Clark Larry: Bully

Le cinéma a-t-il une morale? Selon notre critique Thibaut Demeyer, „Bully“ de Larry Clark en aurait du moins trop peu à revendre.

CINE ADO POUR PARENTS

Sex, drugs and money

„Je veux que tu me suces la bite et que tu me lèches les couilles …“. „Il a une queue sublime, il m’a broutée pendant plus d’une heure!“ Ces dialogues vous choquent? Alors, „Bully“ n’est pas pour vous, car le nouveau longmétrage de Larry Clark est un condensé de dialogues crus, de scènes de sexe pas toujours recommandables, le tout enrobé de violence. Déjà avec son film „Kids“ (1995), Larry Clark avait alimenté les conversations du public. Avec „Bully“, il se base sur un fait divers atroce, pour aller encore plus loin dans la provocation. Si au niveau de la technique cinématographique pure et de la mise en scène, il n’y a pas grand-chose à redire, on peut s’insurger sur le fond de l’histoire.

En effet, lors de la présentation de „Bully“ au festival de Deauville en 2001, Larry Clark déclarait que le film avait été réalisé pour prévenir les parents de ce qui pourrait les attendre. Certes, „Bully“ aurait pu jouer le rôle d’un détonateur auprès de ceux-ci, qui n’assument pas toujours convenablement leur rôle en matière d’éducation. Mais la manière dont est fait le film aurait plutôt tendance à provoquer l’effet inverse. Faut-il soigner la violence par la violence? Faut-il montrer carrément les choses pour éviter de les reproduire?

Nous sommes le 14 juillet 1993. Un adolescent du nom de Bobby Kent est retrouvé mort. Il a été frappé à coups de bat de base-ball et de couteau, avant de se faire trancher la gorge.
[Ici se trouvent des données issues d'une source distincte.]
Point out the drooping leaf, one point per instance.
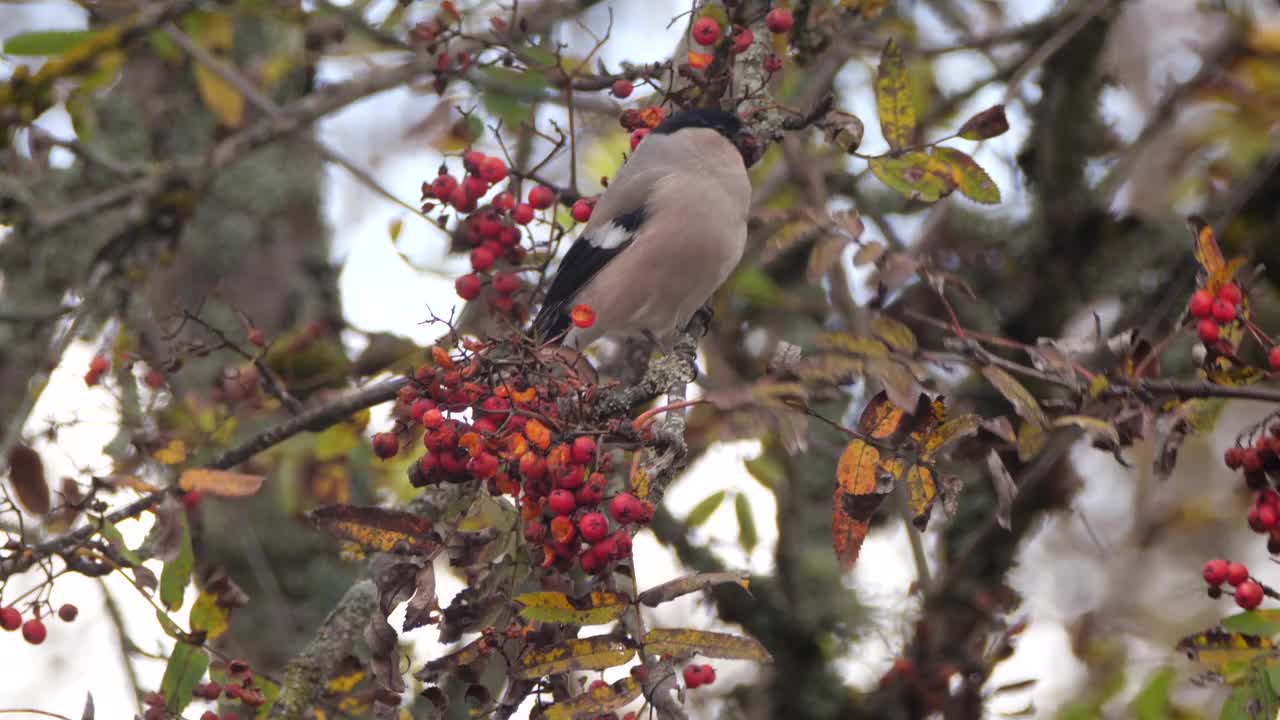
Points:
(684, 641)
(894, 100)
(186, 668)
(593, 609)
(222, 483)
(671, 589)
(598, 652)
(177, 573)
(376, 528)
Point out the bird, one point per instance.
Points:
(664, 235)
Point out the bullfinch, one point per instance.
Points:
(666, 233)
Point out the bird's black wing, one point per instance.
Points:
(584, 259)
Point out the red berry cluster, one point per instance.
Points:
(33, 630)
(1248, 591)
(698, 675)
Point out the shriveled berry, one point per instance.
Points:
(705, 31)
(780, 19)
(1248, 595)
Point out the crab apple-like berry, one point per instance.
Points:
(493, 169)
(1237, 573)
(1248, 595)
(1223, 310)
(780, 19)
(583, 315)
(481, 259)
(583, 450)
(467, 286)
(1201, 305)
(385, 445)
(1208, 332)
(542, 197)
(1215, 572)
(593, 527)
(705, 31)
(33, 630)
(561, 502)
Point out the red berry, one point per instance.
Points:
(33, 630)
(705, 31)
(593, 527)
(583, 450)
(1224, 311)
(481, 259)
(1215, 572)
(385, 445)
(780, 19)
(561, 502)
(493, 169)
(1248, 595)
(542, 197)
(1208, 332)
(1201, 304)
(467, 286)
(1237, 573)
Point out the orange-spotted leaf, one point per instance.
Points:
(682, 641)
(598, 652)
(222, 483)
(375, 528)
(593, 609)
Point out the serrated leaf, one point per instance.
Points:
(579, 654)
(186, 668)
(746, 534)
(703, 511)
(894, 100)
(671, 589)
(593, 609)
(46, 41)
(376, 528)
(969, 178)
(223, 483)
(1023, 401)
(682, 641)
(177, 573)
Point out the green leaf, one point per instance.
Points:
(703, 510)
(746, 534)
(968, 176)
(177, 573)
(186, 668)
(46, 41)
(894, 101)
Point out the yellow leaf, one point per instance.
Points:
(599, 652)
(594, 609)
(894, 99)
(682, 641)
(223, 483)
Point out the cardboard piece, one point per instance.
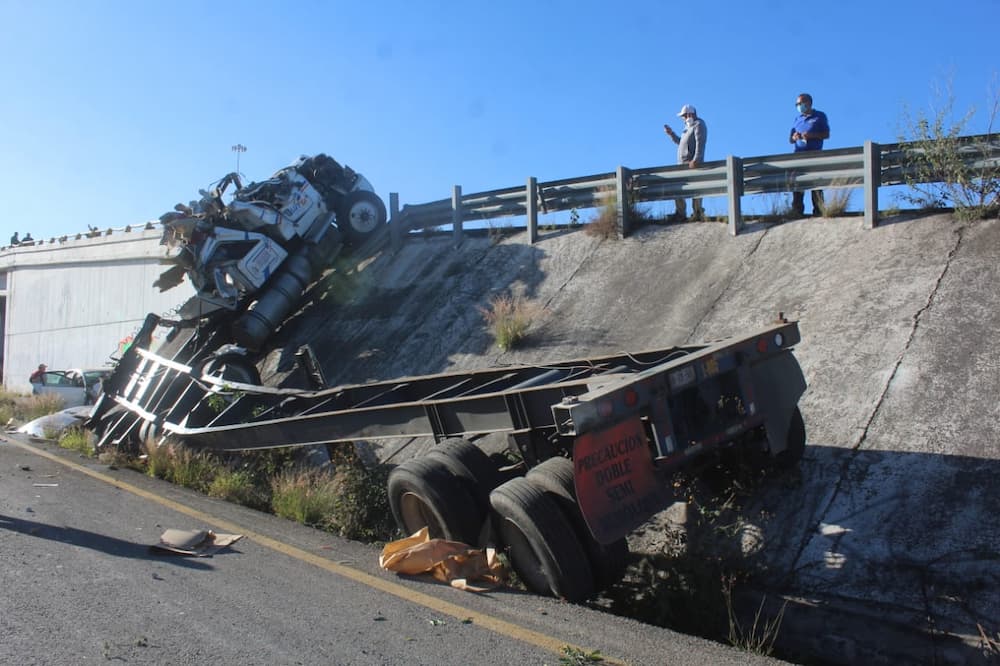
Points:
(200, 543)
(450, 562)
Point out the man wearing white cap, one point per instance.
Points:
(690, 151)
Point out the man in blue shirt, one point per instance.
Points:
(690, 151)
(808, 132)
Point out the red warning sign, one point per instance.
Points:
(616, 484)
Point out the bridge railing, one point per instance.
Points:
(870, 167)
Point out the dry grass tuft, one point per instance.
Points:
(510, 317)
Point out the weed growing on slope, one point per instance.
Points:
(509, 318)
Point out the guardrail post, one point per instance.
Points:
(873, 179)
(622, 177)
(734, 190)
(531, 204)
(395, 223)
(456, 212)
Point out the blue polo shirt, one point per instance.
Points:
(814, 121)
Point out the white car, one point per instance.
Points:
(76, 387)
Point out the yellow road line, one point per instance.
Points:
(497, 625)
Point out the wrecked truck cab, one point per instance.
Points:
(258, 253)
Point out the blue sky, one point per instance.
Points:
(114, 111)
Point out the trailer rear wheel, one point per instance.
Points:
(607, 561)
(795, 442)
(422, 492)
(543, 547)
(471, 464)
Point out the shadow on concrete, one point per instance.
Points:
(94, 541)
(429, 293)
(835, 540)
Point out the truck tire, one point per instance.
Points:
(607, 561)
(795, 442)
(233, 366)
(361, 214)
(423, 493)
(543, 547)
(470, 464)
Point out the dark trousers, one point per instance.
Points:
(798, 202)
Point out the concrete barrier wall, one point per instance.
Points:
(74, 303)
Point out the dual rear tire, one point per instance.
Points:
(454, 491)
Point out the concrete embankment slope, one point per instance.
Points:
(896, 510)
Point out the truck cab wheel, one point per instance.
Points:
(360, 215)
(543, 548)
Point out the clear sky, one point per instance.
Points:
(113, 111)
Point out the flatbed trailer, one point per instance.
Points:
(598, 438)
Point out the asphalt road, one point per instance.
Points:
(80, 585)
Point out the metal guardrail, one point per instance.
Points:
(869, 166)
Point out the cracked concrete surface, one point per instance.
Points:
(893, 512)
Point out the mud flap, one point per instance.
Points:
(778, 383)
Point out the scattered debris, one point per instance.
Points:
(200, 543)
(450, 562)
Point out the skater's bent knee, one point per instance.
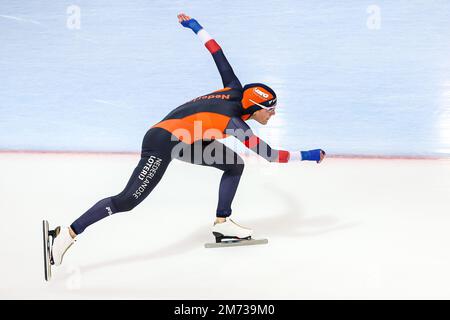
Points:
(237, 169)
(124, 204)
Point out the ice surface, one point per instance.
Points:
(343, 85)
(341, 229)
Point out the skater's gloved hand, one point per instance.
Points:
(313, 155)
(188, 22)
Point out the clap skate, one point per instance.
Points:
(230, 234)
(54, 252)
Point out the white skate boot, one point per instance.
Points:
(56, 243)
(230, 234)
(61, 243)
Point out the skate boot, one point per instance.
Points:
(56, 243)
(61, 243)
(230, 231)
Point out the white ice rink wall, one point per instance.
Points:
(366, 81)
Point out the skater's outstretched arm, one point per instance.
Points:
(241, 130)
(229, 79)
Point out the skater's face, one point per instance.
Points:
(263, 115)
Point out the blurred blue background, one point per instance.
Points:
(354, 78)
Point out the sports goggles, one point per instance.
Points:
(272, 108)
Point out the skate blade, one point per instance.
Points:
(236, 243)
(47, 264)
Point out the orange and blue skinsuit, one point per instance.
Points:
(189, 133)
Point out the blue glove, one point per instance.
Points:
(312, 155)
(193, 25)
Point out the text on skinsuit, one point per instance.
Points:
(147, 173)
(213, 96)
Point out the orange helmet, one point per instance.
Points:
(257, 96)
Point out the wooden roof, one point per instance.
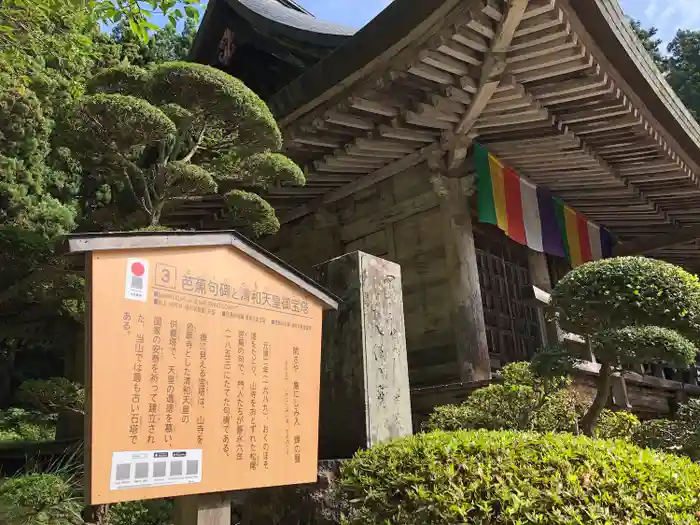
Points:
(563, 92)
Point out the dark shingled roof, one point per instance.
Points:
(275, 12)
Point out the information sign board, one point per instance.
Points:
(203, 374)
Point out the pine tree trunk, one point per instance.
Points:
(603, 384)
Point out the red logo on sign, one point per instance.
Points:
(137, 269)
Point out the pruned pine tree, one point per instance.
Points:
(633, 311)
(176, 131)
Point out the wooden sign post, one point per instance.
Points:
(203, 367)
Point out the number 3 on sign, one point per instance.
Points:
(166, 276)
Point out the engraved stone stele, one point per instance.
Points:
(365, 397)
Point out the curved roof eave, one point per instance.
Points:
(276, 18)
(402, 22)
(627, 56)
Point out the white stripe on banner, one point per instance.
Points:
(596, 247)
(531, 215)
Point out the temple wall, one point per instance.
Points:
(399, 219)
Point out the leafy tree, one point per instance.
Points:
(633, 310)
(528, 402)
(134, 13)
(684, 69)
(178, 130)
(40, 499)
(650, 42)
(41, 308)
(167, 44)
(522, 401)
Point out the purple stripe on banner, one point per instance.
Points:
(606, 243)
(551, 236)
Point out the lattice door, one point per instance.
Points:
(511, 327)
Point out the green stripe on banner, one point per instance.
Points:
(561, 222)
(484, 188)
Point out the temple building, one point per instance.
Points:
(405, 126)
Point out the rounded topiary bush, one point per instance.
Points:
(39, 499)
(624, 291)
(487, 477)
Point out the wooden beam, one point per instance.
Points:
(467, 310)
(658, 242)
(365, 181)
(491, 72)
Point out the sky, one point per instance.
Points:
(667, 15)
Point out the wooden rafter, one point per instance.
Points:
(658, 242)
(492, 69)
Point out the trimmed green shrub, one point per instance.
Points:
(625, 291)
(633, 310)
(680, 435)
(39, 499)
(17, 424)
(617, 425)
(522, 401)
(494, 478)
(643, 344)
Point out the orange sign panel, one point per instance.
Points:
(203, 373)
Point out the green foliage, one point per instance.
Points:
(680, 435)
(271, 169)
(124, 79)
(624, 291)
(17, 424)
(251, 213)
(39, 499)
(121, 120)
(643, 344)
(684, 69)
(52, 395)
(25, 202)
(493, 478)
(633, 310)
(651, 43)
(617, 425)
(185, 179)
(523, 401)
(24, 129)
(216, 95)
(527, 402)
(172, 131)
(149, 512)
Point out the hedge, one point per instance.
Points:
(487, 477)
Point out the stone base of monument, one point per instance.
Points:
(310, 504)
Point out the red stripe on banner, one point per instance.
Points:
(514, 206)
(584, 238)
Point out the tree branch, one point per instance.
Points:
(197, 143)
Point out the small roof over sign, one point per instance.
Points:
(103, 241)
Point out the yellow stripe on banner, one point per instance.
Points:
(499, 192)
(573, 237)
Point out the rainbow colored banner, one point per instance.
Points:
(532, 216)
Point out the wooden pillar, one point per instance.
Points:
(619, 392)
(365, 396)
(467, 311)
(540, 277)
(203, 509)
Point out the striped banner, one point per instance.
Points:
(532, 216)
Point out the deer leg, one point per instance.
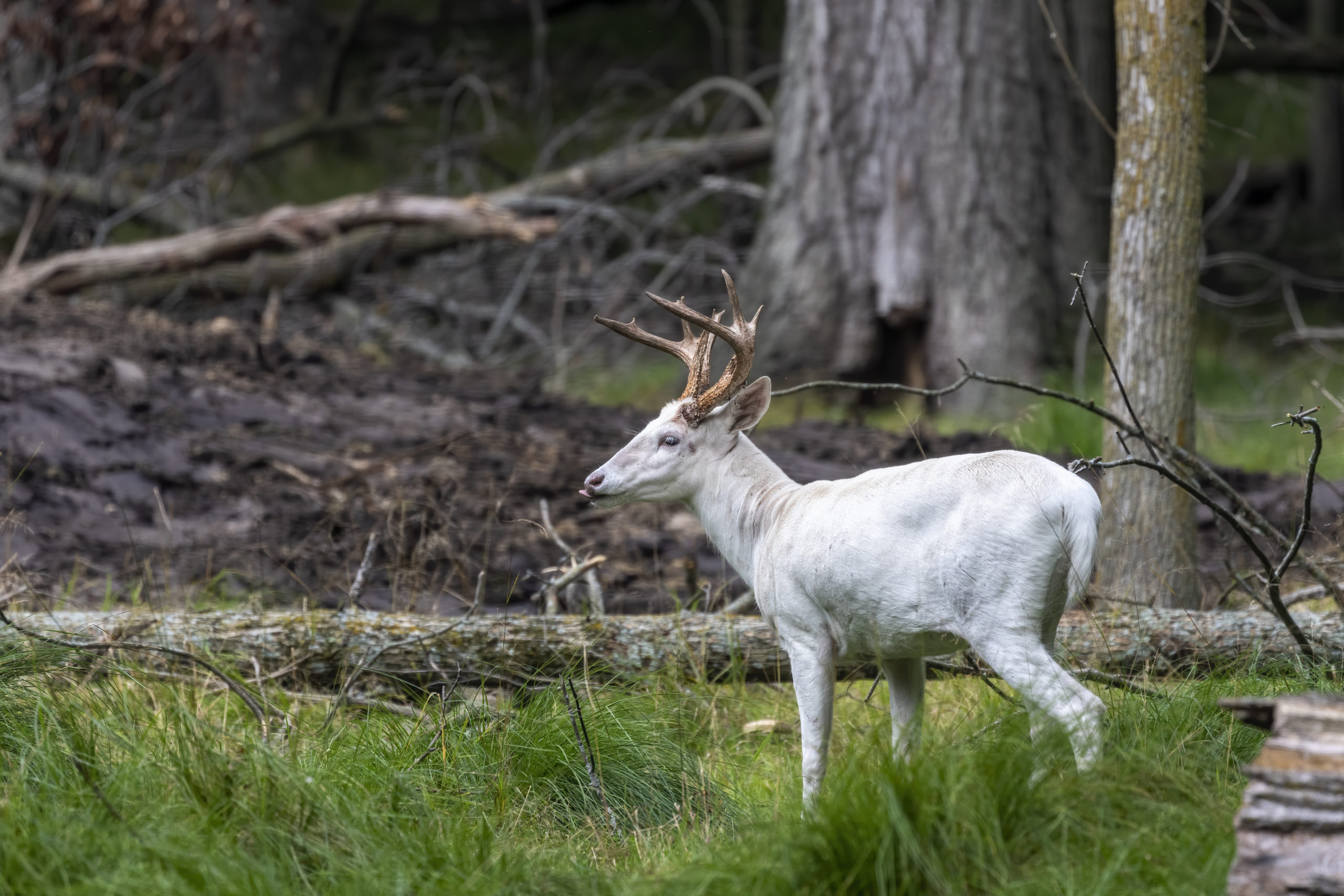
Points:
(814, 684)
(905, 688)
(1047, 688)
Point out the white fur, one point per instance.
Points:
(891, 566)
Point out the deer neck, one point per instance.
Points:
(737, 501)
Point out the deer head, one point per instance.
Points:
(667, 461)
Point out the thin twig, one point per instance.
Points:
(356, 589)
(586, 749)
(365, 666)
(444, 696)
(1073, 73)
(132, 645)
(1139, 428)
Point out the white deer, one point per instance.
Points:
(891, 566)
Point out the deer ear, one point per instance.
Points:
(749, 406)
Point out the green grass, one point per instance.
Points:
(128, 784)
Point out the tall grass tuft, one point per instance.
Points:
(124, 782)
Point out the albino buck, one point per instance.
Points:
(891, 566)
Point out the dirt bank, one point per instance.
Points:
(237, 471)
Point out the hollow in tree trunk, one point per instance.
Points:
(1148, 531)
(934, 183)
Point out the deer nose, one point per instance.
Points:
(592, 484)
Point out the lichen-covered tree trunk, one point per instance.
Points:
(1148, 534)
(928, 163)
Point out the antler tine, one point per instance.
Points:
(738, 318)
(686, 350)
(687, 313)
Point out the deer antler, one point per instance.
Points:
(694, 351)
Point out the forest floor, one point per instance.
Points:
(176, 460)
(116, 781)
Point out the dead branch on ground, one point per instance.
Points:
(521, 650)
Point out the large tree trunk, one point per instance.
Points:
(918, 188)
(1148, 534)
(695, 644)
(1327, 179)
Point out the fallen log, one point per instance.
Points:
(627, 170)
(295, 226)
(310, 269)
(210, 258)
(701, 647)
(1290, 827)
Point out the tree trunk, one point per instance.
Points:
(706, 647)
(1148, 534)
(918, 188)
(1327, 179)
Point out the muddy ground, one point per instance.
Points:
(175, 458)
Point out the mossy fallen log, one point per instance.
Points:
(706, 647)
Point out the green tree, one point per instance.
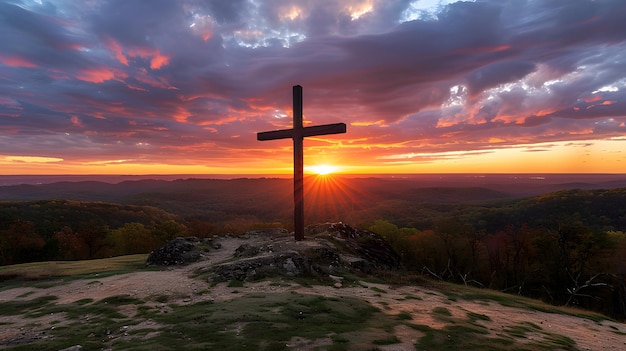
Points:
(132, 238)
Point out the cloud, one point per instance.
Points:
(165, 80)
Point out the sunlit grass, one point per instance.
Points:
(52, 269)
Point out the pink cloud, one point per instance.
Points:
(16, 61)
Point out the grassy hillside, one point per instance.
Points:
(102, 305)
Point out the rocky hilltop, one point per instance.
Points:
(327, 251)
(339, 289)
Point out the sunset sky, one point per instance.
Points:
(424, 86)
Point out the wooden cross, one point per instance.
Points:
(298, 133)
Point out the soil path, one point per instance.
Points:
(180, 288)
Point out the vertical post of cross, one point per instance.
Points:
(298, 164)
(298, 133)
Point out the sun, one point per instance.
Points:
(323, 169)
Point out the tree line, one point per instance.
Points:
(566, 248)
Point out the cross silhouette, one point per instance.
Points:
(298, 133)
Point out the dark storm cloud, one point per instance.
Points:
(147, 76)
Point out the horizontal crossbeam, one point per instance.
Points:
(335, 128)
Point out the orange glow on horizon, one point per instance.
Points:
(583, 156)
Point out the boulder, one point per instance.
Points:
(180, 251)
(328, 249)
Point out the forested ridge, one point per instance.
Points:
(566, 247)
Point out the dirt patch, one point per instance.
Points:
(416, 304)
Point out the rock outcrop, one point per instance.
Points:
(328, 250)
(179, 251)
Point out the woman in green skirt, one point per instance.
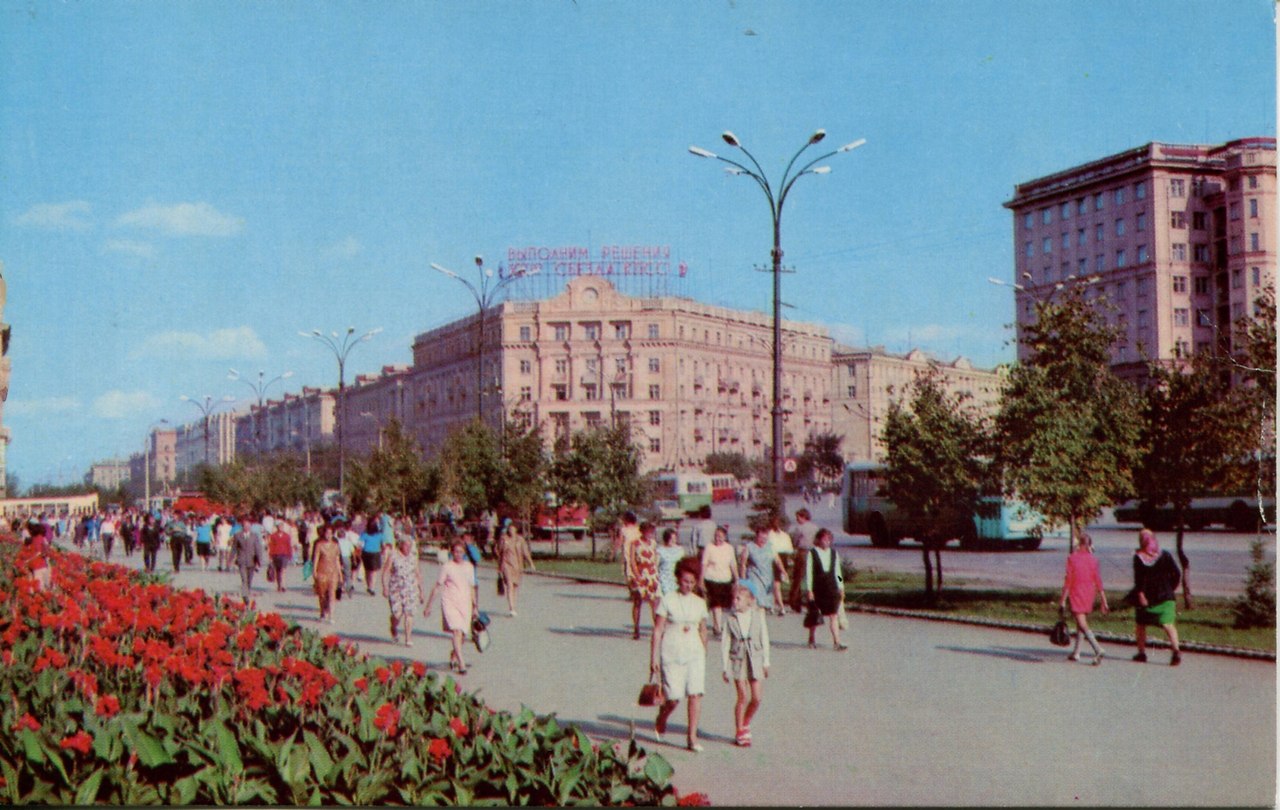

Les auteurs de ce meurtre ne sont autres que ses „potes“ et, surtout, son meilleur ami Marty: Tous des jeunes livrés à eux-mêmes et drogués jusqu’à la dernière neurone. Le mobile? Une simple vengeance: Marty en avait marre de subir la domination que Bobby exerçait sur lui. Alors, avec la complicité de six autres amis, il décide simplement de tendre un piège à Bobby et de le faire passer de vie à trépas.

Violence, quand tu nous tiens

„Bully“ est un long métrage dérangeant, accusant la société américaine de la mauvaise éducation de ses enfants. De nos jours, le cinéma américain ne parle plus de drogues, de violence et de sexe en pointant uniquement du doigt les classes sociales défavorisées. Avec „Bully“, ce sont les gosses de riches qui se trouvent dans le collimateur. Des gosses qui ont tout et qui ne savent plus comment dépenser l’argent de papa. Des jeunes qui sont surtout en manque de sensations fortes. Dès lors, ils font n’importe quoi pour passer le temps.

Malheureusement, le film s’axe avant tout autour de scènes de sexe sans grande pudeur et de balades en bagnole sans grande utilité. Ainsi, lorsque arrivent les scènes de préparation du meurtre et le meurtre lui-même, on regarde tout cela avec une parfaite indifférence. Larry Clark n’est pas parvenu à nous arracher quelques sentiments et encore moins à rendre ses personnages attachants. Même avec des circonstances atténuantes, le public ne réagira pas aux sentences infligées à la bande de meurtriers.

„Bully“ aurait dû être un film pour faire réfléchir les parents mais, en définitive, il sera perçu comme l’enième histoire de meurtre et donc vite oubliée.

De plus, le film étant interdit au moins de 17 ans, les premiers concernés ne pourront même pas le voir. Quant aux parents, bien souvent ils évitent ce genre de longsmétrages car, bien entendu, ces drames n’arrivent qu’aux autres. En revanche, si Larry Clark avait levé un peu le pied sur certaines scènes et conçu son film plus dans le sens de l’étude sociologique, peut-être que „Bully“ aurait eu un effet plus positif et aurait pu jouer son rôle d’avertisseur, car il aurait pu être visionné en famille.

Mais hélas, il n’en est rien et en évitant tout jugement, toute condamnation, en décrivant froidement la pauvreté existentielle de la jeunesse dorée américaine d’aujourd’hui, il ne titille pas le public là où il faut, quand il le faut. Résultat: le spectateur regarde le film avec un certain recul et ne se sent jamais vraiment concerné par ce fait divers. Après tout, cela n’en fait qu’un de plus sur une liste déjà longue.